In the fast-paced world of software development, every second counts. From compiling code to running tests, the tools developers use directly impact their efficiency and ability to stay in the coveted ‘flow’ state. But is investing in top-tier hardware truly worth it, or is it an unnecessary expense?
The Developer Hardware Dilemma
- Corporate Underinvestment: Many companies, even large tech giants, are often ‘penny-wise and pound-foolish’ when equipping their developers. This can lead to significant lost productivity.
Employers, even the rich FANG types, are quite penny-wise and pound-foolish when it comes to developer hardware.
- Proven ROI for Premium Hardware: Data suggests that the cost of high-spec machines is quickly recouped through increased developer output. One FAANG study showed ROI in weeks for senior developers.
The cost benefit showed a reasonable ROI that was realized in Weeks for Senior dev salaries (months for juniors).

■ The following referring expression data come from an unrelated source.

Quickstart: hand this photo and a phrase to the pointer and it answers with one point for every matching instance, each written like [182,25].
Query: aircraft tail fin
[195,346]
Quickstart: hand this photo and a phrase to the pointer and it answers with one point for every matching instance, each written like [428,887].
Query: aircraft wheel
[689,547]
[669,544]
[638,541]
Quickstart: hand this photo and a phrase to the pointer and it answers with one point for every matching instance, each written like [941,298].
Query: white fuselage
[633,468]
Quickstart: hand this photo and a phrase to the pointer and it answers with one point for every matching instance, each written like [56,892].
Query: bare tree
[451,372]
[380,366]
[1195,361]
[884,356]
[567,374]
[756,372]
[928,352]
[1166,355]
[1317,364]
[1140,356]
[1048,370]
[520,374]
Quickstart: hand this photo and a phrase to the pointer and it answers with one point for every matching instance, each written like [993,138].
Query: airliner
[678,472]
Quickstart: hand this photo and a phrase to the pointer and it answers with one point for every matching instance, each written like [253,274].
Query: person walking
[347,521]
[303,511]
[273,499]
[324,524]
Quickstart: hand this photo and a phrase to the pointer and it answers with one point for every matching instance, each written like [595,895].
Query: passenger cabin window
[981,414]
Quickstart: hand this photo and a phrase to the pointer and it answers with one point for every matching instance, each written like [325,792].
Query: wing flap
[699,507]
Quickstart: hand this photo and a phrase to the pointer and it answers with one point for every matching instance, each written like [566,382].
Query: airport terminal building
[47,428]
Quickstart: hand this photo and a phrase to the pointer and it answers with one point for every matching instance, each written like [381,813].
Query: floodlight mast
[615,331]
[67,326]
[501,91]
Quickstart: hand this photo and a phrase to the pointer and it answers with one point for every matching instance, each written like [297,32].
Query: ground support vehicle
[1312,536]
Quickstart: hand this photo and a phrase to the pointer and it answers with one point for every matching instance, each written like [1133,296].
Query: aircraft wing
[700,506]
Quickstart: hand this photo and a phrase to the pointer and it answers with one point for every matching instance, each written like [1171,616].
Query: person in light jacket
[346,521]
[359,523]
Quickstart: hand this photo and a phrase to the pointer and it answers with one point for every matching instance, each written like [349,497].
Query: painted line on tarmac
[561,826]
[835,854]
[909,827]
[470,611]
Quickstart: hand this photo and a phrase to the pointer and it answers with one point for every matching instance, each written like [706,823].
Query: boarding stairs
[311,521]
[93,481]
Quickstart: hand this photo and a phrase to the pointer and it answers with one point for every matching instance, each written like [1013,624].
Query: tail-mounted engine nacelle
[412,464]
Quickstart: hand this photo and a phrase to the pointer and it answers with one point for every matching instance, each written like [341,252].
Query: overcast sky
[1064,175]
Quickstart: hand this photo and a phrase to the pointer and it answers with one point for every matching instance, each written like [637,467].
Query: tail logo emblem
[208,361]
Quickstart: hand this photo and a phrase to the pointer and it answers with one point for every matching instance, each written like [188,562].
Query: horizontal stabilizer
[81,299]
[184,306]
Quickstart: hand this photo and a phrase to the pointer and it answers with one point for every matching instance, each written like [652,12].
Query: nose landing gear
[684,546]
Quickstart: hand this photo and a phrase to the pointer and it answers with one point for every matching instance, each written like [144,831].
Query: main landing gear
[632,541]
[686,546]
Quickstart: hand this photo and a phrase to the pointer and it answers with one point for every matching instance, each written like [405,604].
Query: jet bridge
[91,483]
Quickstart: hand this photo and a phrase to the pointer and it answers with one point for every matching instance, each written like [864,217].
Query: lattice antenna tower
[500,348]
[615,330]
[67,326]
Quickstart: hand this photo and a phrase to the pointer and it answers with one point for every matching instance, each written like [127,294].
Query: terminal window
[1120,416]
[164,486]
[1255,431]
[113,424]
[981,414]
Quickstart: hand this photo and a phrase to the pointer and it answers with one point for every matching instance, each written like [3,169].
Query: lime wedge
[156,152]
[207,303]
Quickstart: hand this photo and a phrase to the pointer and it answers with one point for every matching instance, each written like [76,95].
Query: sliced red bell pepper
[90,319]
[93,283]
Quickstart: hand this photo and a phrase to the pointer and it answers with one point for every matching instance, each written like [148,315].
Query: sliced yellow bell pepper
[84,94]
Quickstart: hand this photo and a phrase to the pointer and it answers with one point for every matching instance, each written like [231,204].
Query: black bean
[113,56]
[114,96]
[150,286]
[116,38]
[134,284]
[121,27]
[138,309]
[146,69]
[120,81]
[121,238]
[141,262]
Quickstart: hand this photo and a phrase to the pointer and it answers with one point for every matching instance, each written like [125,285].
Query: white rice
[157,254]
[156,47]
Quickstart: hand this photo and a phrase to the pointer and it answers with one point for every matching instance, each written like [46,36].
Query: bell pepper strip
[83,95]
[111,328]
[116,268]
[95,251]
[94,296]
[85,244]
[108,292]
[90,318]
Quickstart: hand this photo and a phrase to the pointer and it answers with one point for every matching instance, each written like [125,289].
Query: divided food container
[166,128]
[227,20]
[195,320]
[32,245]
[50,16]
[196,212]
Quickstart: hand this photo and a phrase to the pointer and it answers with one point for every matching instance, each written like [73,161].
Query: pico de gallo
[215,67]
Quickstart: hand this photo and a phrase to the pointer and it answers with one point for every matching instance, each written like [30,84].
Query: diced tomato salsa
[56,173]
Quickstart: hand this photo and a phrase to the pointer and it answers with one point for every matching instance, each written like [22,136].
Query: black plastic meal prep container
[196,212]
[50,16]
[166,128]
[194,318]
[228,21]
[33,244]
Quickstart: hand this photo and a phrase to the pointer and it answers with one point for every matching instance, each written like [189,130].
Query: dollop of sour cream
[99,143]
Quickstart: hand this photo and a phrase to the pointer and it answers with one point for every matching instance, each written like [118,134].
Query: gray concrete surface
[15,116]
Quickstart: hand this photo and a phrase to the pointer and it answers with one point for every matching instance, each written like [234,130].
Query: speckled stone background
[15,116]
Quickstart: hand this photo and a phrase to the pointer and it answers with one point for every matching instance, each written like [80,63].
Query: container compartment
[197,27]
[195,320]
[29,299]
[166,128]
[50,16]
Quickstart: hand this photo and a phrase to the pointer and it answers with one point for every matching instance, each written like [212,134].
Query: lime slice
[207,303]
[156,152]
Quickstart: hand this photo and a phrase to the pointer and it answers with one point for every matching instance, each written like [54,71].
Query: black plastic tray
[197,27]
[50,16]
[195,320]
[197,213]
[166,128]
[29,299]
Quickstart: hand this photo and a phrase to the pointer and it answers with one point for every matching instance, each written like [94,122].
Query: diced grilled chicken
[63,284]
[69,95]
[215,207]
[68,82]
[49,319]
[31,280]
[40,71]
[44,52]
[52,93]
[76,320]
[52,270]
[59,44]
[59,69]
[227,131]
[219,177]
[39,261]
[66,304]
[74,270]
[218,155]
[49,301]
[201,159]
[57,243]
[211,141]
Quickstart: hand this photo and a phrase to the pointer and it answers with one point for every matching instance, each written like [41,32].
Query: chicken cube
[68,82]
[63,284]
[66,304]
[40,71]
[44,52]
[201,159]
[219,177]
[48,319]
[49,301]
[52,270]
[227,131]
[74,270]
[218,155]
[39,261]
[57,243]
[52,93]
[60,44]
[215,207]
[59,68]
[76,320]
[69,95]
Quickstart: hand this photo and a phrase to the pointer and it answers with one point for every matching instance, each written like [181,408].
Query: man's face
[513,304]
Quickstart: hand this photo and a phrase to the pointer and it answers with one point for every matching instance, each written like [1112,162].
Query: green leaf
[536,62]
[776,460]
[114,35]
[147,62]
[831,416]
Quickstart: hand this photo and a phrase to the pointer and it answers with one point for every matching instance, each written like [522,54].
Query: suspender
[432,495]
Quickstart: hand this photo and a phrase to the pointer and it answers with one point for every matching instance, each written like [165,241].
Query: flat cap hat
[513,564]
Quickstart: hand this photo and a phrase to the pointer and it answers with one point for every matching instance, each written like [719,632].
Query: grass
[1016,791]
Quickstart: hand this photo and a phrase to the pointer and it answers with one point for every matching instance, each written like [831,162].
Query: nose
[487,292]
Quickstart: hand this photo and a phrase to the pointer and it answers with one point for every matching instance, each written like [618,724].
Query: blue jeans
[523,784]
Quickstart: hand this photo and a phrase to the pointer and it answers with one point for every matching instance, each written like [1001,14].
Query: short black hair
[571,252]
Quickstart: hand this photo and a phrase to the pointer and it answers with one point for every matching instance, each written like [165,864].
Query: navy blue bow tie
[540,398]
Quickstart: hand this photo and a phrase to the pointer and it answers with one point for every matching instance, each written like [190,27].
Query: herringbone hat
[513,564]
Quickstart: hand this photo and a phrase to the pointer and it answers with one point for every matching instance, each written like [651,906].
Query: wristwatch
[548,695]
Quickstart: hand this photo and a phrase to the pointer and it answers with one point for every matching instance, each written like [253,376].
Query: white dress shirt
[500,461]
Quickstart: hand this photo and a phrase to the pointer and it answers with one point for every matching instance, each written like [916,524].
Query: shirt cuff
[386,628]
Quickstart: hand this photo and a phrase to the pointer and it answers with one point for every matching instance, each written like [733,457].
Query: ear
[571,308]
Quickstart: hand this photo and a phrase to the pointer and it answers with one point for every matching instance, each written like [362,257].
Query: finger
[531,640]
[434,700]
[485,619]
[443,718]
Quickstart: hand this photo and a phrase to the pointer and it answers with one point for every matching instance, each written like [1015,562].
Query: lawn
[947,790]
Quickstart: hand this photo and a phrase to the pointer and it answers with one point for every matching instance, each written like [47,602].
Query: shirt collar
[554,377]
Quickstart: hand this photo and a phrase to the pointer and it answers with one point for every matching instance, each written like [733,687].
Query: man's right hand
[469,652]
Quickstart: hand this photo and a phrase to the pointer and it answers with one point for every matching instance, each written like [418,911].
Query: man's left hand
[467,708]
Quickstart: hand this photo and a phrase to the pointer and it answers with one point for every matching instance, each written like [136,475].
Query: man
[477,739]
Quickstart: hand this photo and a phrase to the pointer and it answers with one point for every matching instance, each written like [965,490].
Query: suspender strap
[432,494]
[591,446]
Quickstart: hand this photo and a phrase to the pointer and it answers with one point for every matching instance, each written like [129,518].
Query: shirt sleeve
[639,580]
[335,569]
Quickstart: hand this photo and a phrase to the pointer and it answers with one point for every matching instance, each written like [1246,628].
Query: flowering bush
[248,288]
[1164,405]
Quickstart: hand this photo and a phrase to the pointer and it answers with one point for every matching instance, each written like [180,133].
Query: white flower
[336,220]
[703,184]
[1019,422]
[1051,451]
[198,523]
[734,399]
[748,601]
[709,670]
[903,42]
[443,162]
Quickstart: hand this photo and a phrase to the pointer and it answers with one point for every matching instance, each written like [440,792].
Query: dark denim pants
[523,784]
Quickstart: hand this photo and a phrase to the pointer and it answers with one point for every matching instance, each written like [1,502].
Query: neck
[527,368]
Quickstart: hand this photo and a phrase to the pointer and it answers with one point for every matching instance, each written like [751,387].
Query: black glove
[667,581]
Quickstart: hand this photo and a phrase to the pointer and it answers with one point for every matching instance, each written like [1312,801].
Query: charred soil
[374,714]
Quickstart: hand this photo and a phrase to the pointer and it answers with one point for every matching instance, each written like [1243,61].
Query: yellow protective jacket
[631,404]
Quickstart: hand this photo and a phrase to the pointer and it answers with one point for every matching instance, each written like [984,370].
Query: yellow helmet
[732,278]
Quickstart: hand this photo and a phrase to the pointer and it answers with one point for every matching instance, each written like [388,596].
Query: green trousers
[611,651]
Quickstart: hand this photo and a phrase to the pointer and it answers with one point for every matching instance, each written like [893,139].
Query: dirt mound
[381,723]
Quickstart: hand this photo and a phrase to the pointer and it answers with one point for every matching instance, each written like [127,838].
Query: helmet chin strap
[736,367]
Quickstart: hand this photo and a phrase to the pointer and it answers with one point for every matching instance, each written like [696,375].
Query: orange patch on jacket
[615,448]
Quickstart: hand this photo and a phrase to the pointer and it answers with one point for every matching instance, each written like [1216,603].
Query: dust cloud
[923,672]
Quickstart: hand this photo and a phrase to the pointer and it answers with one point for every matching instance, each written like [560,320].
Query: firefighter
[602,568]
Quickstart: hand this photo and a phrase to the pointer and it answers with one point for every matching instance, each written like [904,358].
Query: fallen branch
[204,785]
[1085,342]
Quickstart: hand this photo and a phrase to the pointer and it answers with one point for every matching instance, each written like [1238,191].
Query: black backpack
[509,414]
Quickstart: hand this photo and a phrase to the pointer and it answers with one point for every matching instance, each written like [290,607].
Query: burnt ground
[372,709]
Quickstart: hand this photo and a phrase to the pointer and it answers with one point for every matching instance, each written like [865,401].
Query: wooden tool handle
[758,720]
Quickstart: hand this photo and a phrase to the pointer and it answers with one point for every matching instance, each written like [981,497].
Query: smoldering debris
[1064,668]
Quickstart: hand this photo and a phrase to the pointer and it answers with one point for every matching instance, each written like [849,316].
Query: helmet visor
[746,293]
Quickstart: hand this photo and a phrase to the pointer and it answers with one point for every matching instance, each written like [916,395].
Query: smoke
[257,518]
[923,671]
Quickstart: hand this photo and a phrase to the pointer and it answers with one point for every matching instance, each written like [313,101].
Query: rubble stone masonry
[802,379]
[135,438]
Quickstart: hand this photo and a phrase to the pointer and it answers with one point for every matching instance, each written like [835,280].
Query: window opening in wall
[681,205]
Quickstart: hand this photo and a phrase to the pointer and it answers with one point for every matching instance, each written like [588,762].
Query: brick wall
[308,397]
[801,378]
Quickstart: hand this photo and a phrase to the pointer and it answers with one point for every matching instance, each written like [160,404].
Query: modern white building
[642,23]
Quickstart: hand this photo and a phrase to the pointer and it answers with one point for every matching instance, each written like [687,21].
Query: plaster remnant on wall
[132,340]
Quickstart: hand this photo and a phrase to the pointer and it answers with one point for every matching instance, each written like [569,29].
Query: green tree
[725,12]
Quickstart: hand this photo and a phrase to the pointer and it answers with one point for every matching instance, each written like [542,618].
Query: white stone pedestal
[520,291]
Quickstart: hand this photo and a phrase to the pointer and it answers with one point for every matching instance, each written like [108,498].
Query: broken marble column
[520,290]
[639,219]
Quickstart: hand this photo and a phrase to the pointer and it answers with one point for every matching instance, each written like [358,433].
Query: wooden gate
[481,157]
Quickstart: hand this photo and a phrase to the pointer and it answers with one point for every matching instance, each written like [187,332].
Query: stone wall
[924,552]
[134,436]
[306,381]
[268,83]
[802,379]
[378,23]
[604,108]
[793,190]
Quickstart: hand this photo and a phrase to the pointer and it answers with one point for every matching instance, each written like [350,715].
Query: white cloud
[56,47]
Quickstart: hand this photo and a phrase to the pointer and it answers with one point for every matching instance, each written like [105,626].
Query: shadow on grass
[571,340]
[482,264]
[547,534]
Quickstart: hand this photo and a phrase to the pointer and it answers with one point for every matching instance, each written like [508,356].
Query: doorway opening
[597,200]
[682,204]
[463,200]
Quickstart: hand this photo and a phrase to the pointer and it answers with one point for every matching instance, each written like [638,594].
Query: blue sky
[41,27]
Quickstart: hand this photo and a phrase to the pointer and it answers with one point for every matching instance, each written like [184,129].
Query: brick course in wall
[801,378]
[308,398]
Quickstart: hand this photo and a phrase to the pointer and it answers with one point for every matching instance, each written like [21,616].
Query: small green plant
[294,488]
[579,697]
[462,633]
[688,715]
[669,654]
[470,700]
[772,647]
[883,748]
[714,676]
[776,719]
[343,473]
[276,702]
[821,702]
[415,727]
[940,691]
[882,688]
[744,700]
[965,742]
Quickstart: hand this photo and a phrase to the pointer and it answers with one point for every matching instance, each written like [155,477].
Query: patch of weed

- Evolving Performance Landscape: While older CPUs can still be functional for many tasks, modern desktop CPUs offer substantial generational improvements, particularly in multi-core performance. A 50% cumulative improvement often justifies an upgrade.
- Flow State Enhancement: Reducing waiting times, even by seconds, can prevent developers from getting distracted, keeping them focused and productive. Compile times, in particular, are critical here.
30s is long enough for a developer to get distracted and go off and check their email, look at social media, etc. Basically turning 30s into 3s can keep a developer in flow.
Unpacking the Productivity Bottlenecks
- Misguided Corporate Frugality: Companies fear hardware abuse, leading to strict approval processes for powerful machines, despite the cost being a small fraction of a developer’s salary.
To be fair, I know plenty of people that would order the highest spec MacBook just to do web development and open 500 chrome tabs. There is abuse.
- Software Bloat and Inefficient Code: Some argue that modern software is excessively bloated, and faster machines merely mask poor coding practices. This raises questions about whether hardware upgrades enable or discourage efficiency.
I wish developers, and I’m saying this as one myself, were forced to work on a much slower machine, to flush out those who can’t write efficient code.
- Identifying True Bottlenecks: A faster CPU isn’t always the silver bullet. Performance can be limited by I/O, memory, or other system components, meaning a CPU upgrade alone might not yield desired gains.
What if the compiler is IO bound? Or memory bound? Removing one bottleneck will get you to the next bottleneck, not necessarily get you all the performance gains you want
- Complex Upgrade Path: Upgrading a CPU often entails replacing the motherboard, cooler, and memory, essentially requiring a new computer, making it a more significant investment than just a chip.
Besides, usually it is not simply “a faster CPU”: sockets and chipsets keep changing, so that would also be a new motherboard, new CPU cooler, likely new memory, which is basically a new computer.
Smart Strategies for High-Performance Devs
- Justify with Data-Driven ROI: Presenting a clear cost-benefit analysis based on saved developer time can effectively advocate for better hardware. The investment often pays for itself rapidly.
I did the math on allocating developers machines with 16GB vs 64GB based on actual job tasks with estimates of how much thumb twiddling waiting time that this would save and then multiplied that out by the cost of the developer’s time.
- Strategic Upgrade Cycles: Instead of yearly upgrades, aim for a refresh every 3-4 years, or when a ‘massive change’ in architecture (like Apple’s M-series chips) offers significant cumulative performance gains (e.g., 50% improvement).
Everywhere I have worked has upgraded developers every 3-4 years, and it might make sense to upgrade if there is a massive change (like when Macbooks went to M-series).
- Prioritize Top-Spec for Productivity: For software engineers, investing in the highest-spec available (e.g., MacBook Pro) and upgrading regularly is often the most cost-effective approach. This is particularly true for performance-sensitive tasks like compilation.
I strongly believe that if you’re providing hardware for software engineers, it rarely if ever makes sense to buy anything but the top spec Macbook Pro available, and to upgrade every 2-3 years.
- Consider Thermal Solutions for Laptops: When choosing high-end laptops, prioritize models with robust thermal management to ensure sustained performance and prevent throttling. The CPU’s power efficiency is also key.
The limiting factor on high-end laptops is their thermal envelope. Get the better CPU as long as it is more power efficient. Then get brands that design proper thermal solutions.